Trwy ddulliau chwyldro’n unig y mae llwyddo – John Saunders Lewis, Tynged yr Iaith, 1962

Who cares about the reason behind Wales’ rise in international footballing renown? Either way, one thing is certain – it took a radical alteraration to bring about change and, ultimately, success.
In honesty, there are many occasions that I notice in life that would benefit from a radical change in behaviour…. the whole Welsh political structure, for one!

Another is the Welsh language and the way it is perveived by the ever-declining (however slowly) numbers of young people who are not yet fluent in the language for whatever reason.
It’s no secret that the hearts and minds of young people are warming more to the fact our nation has two languages – especially when compared with the poor attitudes towards it for large parts of the late 19th and early 20th centuries.
Even in the relatively short time I’ve been teaching Welsh to those young people not yet fluent in the language I have noticed a huge shift in openness and willingness to let the ancient tongue become a part of their lives in various capacities. It truly is heartwarming.

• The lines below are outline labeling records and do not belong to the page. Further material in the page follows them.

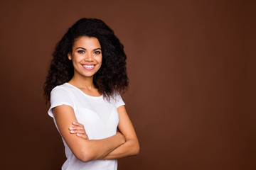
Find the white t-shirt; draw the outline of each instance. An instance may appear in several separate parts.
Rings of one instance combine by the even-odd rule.
[[[89,140],[100,140],[117,132],[119,117],[117,108],[124,105],[119,94],[110,101],[103,96],[95,97],[85,94],[78,88],[68,83],[57,86],[50,92],[50,107],[48,112],[53,118],[59,131],[52,109],[60,105],[68,105],[74,109],[78,123],[85,127]],[[82,162],[78,160],[62,137],[67,160],[62,170],[116,170],[117,160],[93,160]]]

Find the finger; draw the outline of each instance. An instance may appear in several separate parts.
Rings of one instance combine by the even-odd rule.
[[[82,128],[82,127],[75,127],[75,126],[72,126],[72,127],[70,127],[69,128],[68,128],[70,130],[85,130],[85,128]]]
[[[76,135],[78,137],[81,137],[84,139],[87,140],[88,139],[88,136],[87,135],[82,135],[82,134],[80,134],[80,133],[76,133]]]
[[[86,132],[85,130],[70,130],[70,133],[80,133],[80,134],[86,135]]]
[[[76,126],[84,127],[84,125],[82,124],[79,123],[76,123],[76,122],[73,122],[72,124],[74,125],[76,125]]]

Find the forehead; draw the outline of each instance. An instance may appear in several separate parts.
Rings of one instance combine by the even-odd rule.
[[[82,36],[75,40],[73,47],[78,47],[99,48],[100,47],[100,44],[97,38]]]

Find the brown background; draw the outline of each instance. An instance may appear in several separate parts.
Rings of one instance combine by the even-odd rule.
[[[125,47],[141,153],[119,169],[256,169],[255,1],[1,1],[0,169],[60,169],[51,53],[82,17]]]

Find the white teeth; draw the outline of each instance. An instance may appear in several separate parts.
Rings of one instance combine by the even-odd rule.
[[[82,65],[82,66],[86,67],[86,68],[88,68],[88,69],[94,67],[94,65]]]

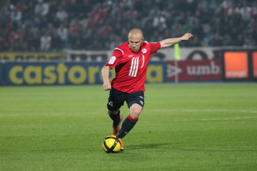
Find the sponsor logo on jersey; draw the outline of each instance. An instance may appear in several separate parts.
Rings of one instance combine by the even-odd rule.
[[[112,56],[111,60],[109,61],[109,64],[113,64],[116,60],[116,57],[114,56]]]
[[[143,49],[141,51],[142,52],[142,53],[145,53],[147,52],[147,50],[146,49]]]

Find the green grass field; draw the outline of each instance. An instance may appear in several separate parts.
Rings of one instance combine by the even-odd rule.
[[[109,154],[101,85],[0,87],[0,170],[257,170],[257,84],[145,87],[126,150]]]

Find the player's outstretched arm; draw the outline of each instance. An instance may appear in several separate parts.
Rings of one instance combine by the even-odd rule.
[[[110,67],[108,66],[105,66],[102,69],[102,74],[103,78],[103,89],[107,91],[111,89],[111,83],[109,80],[109,70]]]
[[[174,45],[180,42],[187,41],[189,39],[189,38],[193,36],[194,36],[191,33],[186,33],[181,37],[163,40],[160,42],[161,44],[161,48],[165,48]]]

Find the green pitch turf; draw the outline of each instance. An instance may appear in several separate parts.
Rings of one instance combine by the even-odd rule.
[[[145,87],[126,150],[110,154],[101,85],[0,87],[0,170],[257,170],[257,84]]]

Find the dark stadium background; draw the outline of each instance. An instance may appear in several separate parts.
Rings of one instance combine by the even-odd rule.
[[[127,41],[134,28],[142,29],[149,42],[193,34],[182,47],[256,44],[256,0],[4,0],[0,4],[1,51],[113,49]],[[44,43],[44,36],[51,40]],[[49,46],[41,49],[42,43]]]

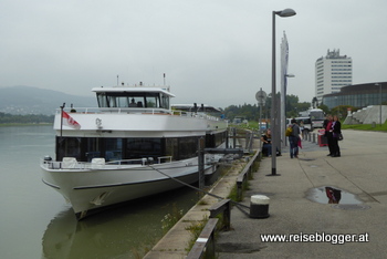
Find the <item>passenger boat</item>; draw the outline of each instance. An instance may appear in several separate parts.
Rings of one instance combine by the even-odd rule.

Not only hear it but understand it

Looking at the bigger picture, however, the teaching of Welsh through the medium of English is certainly not without its flaws. There is no doubt that huge numbers of students leave with positive outlooks on the language but rarely (if ever) do they leave fluent. All I ever wanted to do in school was to learn Welsh yet even memorising a Welsh dictionary from cover to cover prepared me for the leap between my knowledge of the language and my confidence to use it.
One thing I certainly do remember from my time as a youngster learning Welsh were the occasions, probably due to their rarity where I lived, when I heard the language spoken in the streets. The only thing that ever elipsed those feats werethe times when I first began to notice that I could not only hear it…. but undertand it.
The differences in the self confidence and pride for a young person to say ‘I heard someone speaking Welsh today’ and ‘I heard someone speaking Welsh today and I understood most of it’ are not only enormous, but they might just save our language.

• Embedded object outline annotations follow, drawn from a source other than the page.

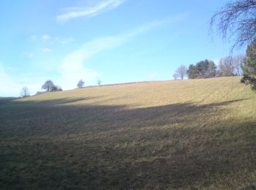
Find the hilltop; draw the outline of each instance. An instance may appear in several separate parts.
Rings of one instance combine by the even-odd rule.
[[[3,189],[256,188],[239,77],[78,88],[0,104]]]

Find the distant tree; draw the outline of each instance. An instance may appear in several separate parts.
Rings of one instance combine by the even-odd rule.
[[[199,71],[195,65],[190,64],[187,74],[189,79],[195,79],[198,77]]]
[[[80,80],[78,81],[77,86],[78,86],[78,88],[82,88],[83,86],[84,86],[84,82],[83,82],[83,80],[81,79],[81,80]]]
[[[222,58],[219,61],[219,69],[222,77],[230,77],[235,75],[235,65],[231,56]]]
[[[178,78],[178,75],[176,74],[176,73],[174,73],[173,75],[173,77],[174,78],[174,80],[177,80]]]
[[[100,86],[102,84],[102,81],[99,79],[97,81],[98,86]]]
[[[247,47],[242,69],[244,77],[241,82],[250,85],[256,91],[256,39]]]
[[[62,88],[59,86],[53,86],[51,91],[62,91]]]
[[[20,96],[21,97],[26,97],[30,95],[30,92],[29,88],[26,86],[24,86],[23,88],[21,88],[20,91]]]
[[[207,68],[206,68],[205,74],[204,74],[204,77],[205,78],[215,77],[216,69],[217,69],[217,66],[216,66],[214,62],[209,60],[208,61]]]
[[[256,1],[227,1],[211,20],[223,39],[232,39],[234,47],[250,44],[256,38]]]
[[[175,74],[176,76],[183,80],[187,75],[187,67],[184,65],[181,65],[179,67],[178,67]]]
[[[237,55],[233,57],[233,62],[235,68],[235,74],[238,76],[243,75],[243,64],[245,56],[244,55]]]
[[[47,91],[52,91],[56,90],[56,86],[53,82],[50,80],[47,80],[42,86],[42,89],[46,90]]]
[[[197,62],[195,65],[190,64],[187,73],[189,79],[209,78],[215,77],[216,69],[214,62],[206,59]]]

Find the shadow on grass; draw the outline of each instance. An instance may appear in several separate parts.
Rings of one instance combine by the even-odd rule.
[[[1,186],[148,189],[254,184],[255,123],[225,117],[225,106],[243,99],[135,109],[64,105],[80,99],[70,101],[12,102],[10,107],[26,111],[14,116],[10,110],[2,120]]]

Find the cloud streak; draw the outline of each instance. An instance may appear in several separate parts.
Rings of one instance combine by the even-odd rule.
[[[124,2],[125,0],[105,0],[100,1],[98,4],[91,7],[69,7],[66,9],[66,12],[59,15],[56,20],[59,23],[65,23],[71,19],[80,17],[96,16],[101,12],[114,9]]]
[[[116,36],[101,37],[84,43],[80,48],[67,55],[62,60],[59,66],[61,77],[58,83],[64,84],[62,86],[64,89],[73,88],[80,79],[83,79],[86,82],[96,83],[99,74],[84,66],[89,58],[100,52],[121,45],[140,34],[162,25],[178,21],[183,18],[184,15],[179,15],[171,19],[153,21]]]

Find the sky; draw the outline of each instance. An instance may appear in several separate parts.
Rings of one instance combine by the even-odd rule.
[[[179,65],[218,64],[230,45],[209,34],[227,1],[1,0],[0,96],[86,86],[172,80]]]

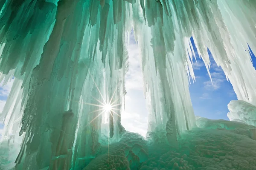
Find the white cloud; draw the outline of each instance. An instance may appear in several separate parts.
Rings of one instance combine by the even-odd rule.
[[[204,88],[208,90],[215,91],[219,89],[221,86],[221,83],[224,81],[223,79],[212,78],[212,83],[211,81],[204,82]]]
[[[6,102],[6,100],[0,100],[0,114],[2,113],[3,109],[3,107]]]
[[[140,68],[141,59],[139,47],[131,35],[130,44],[128,48],[129,70],[125,75],[125,88],[127,90],[143,90],[143,76]]]
[[[193,63],[193,69],[194,70],[200,70],[202,67],[205,67],[204,62],[199,60],[198,60],[197,62],[195,61]]]
[[[208,93],[204,93],[203,94],[202,96],[199,97],[201,99],[210,99],[211,98]]]
[[[129,131],[145,136],[148,128],[148,113],[143,94],[143,76],[138,45],[130,35],[128,48],[129,70],[125,75],[125,110],[122,110],[121,123]]]
[[[121,119],[122,125],[126,130],[145,136],[148,127],[147,118],[143,117],[141,114],[136,112],[124,111],[122,112]]]

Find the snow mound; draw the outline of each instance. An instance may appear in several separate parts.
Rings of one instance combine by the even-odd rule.
[[[199,128],[178,138],[178,148],[128,133],[109,149],[102,146],[83,170],[255,169],[254,126],[200,117],[196,121]]]

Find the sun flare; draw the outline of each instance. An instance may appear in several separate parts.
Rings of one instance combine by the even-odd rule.
[[[104,110],[107,113],[109,113],[112,110],[113,106],[110,103],[107,103],[104,105]]]

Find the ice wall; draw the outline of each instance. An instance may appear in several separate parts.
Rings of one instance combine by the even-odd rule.
[[[245,51],[247,43],[256,47],[253,0],[2,1],[0,79],[15,80],[0,118],[3,139],[22,141],[16,169],[81,169],[101,143],[119,140],[132,28],[150,104],[149,139],[177,147],[177,136],[195,126],[191,36],[209,74],[207,48],[238,99],[256,102]],[[106,114],[105,102],[115,109]]]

Since my early 20s, when I first began to admit my fluency in Welsh and rid myself of the ‘dysgwr’ (learner) tag, I have strived to share the wonderful aura that comes not only from learning a language but from learning the formerly-declining language of the people who forged our fine nation across centuries.
Much like my taid (grandfather) used to say; “always leave a place tidier than when you found it,” I am committed to ensuring, not only that every one of my students leave my classroom with at least a little bit more Welsh than when they walked in, but that the Welsh language is in a stronger state when I snuff it than it was when I was born.
Young people are the key. They are the future of this nation and are paramount in the on-going mission of reinstating Wales’ prized cultural gem into the hearts and minds of those lucky enough to call Wales their home.

Can we not learn to speak two forms of Welsh – a Welsh for speakers and a Welsh for learners?

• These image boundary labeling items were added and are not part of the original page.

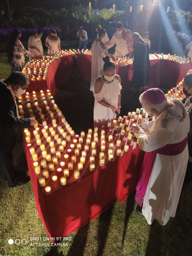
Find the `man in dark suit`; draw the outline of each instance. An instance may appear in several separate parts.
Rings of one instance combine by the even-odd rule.
[[[18,116],[16,97],[25,92],[29,83],[28,76],[20,72],[14,72],[6,80],[0,81],[0,169],[11,187],[30,180],[26,172],[15,169],[12,153],[16,142],[16,129],[29,128],[37,123],[33,118]]]
[[[190,130],[188,141],[189,157],[183,183],[183,187],[187,188],[192,181],[192,74],[185,76],[183,86],[183,92],[186,96],[183,103],[189,113],[190,118]]]

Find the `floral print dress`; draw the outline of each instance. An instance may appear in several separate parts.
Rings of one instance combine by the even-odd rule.
[[[27,55],[29,53],[25,49],[20,40],[17,39],[13,46],[13,58],[11,64],[12,72],[22,71],[25,66],[24,55]]]

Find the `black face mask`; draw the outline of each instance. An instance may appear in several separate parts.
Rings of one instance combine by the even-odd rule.
[[[184,94],[186,95],[187,97],[188,96],[189,96],[191,95],[190,93],[189,93],[185,89],[184,89],[184,88],[183,88],[183,92]]]

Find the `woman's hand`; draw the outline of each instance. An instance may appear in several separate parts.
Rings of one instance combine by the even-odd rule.
[[[117,111],[118,112],[118,110],[114,106],[112,106],[111,107],[111,109],[112,110],[112,111],[113,112],[113,114],[114,115],[116,115],[116,113],[115,113],[116,111]],[[118,112],[118,113],[119,112]]]

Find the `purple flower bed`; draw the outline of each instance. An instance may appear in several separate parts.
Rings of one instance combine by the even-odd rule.
[[[18,28],[22,33],[22,40],[28,40],[28,38],[32,35],[34,32],[37,30],[36,28],[12,28],[9,27],[6,28],[0,29],[0,42],[6,42],[10,34],[13,29],[15,28]],[[58,36],[60,37],[61,35],[61,30],[59,28],[52,27],[52,28],[47,28],[44,27],[42,28],[42,31],[44,32],[44,37],[46,37],[49,35],[52,29],[55,29],[57,33]]]

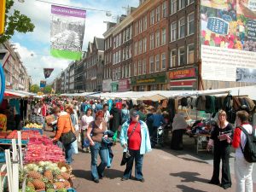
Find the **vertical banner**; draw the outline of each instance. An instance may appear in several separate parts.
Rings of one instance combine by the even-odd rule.
[[[85,10],[51,6],[51,55],[70,60],[81,59],[85,16]]]
[[[45,85],[46,85],[46,81],[40,81],[40,89],[43,89],[43,88],[44,88],[45,87]]]
[[[51,73],[53,72],[54,68],[44,68],[44,78],[47,79],[50,76]]]

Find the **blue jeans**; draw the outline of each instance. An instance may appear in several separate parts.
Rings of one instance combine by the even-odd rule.
[[[103,177],[104,170],[108,165],[108,149],[106,147],[102,147],[101,143],[95,142],[94,146],[90,146],[90,170],[91,177],[93,179],[99,179]],[[97,166],[98,154],[101,157],[101,163]]]
[[[124,172],[124,178],[131,178],[133,160],[135,160],[135,177],[139,180],[143,178],[143,154],[140,154],[140,150],[131,150],[129,149],[131,157],[126,163],[126,168]]]

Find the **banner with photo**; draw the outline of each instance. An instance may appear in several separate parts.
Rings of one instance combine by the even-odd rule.
[[[51,55],[81,59],[85,16],[85,10],[51,5]]]
[[[201,0],[203,79],[236,81],[238,68],[256,69],[255,5],[256,0]]]
[[[49,78],[51,73],[54,71],[54,68],[44,68],[44,78]]]

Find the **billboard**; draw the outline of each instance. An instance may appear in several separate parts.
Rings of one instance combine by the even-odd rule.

We, as Welsh speakers, must not only subtly yet obviously offer the provision for young people to hear us using Welsh but we must also ensure that they understand us too.
Now I could blindly proclaim to know all the answers and/or patroniaingly show off all the ways I’ve radically altered my life when using the Welsh language around others but, in the true values of revolutionary change, I instead implore those who speak our language to not only make changes in your use of the language in speech but to also take the time to ponder ways for yourself.

And to those who worry that natural Welsh will subsequently die a death were we all to use our language with non-fluent speakers in mind I ask this; Can we not learn to speak two forms of Welsh – a Welsh for speakers and a Welsh for learners?
Let’s not be the generation who tiptoed into the future and took our language no further than it was 30 years before. Let’s grab it and make it a part of who we are. Let’s be sympathetic and welcoming to others. Let’s not accept a Scottish handball in ‘77. Let’s not hit the bar against Romania in ‘93. Let’s not give away a free kick to Russia in 2003.
We are Wales – and whether it’s in football or in language, we don’t really do ‘nearly’ any more.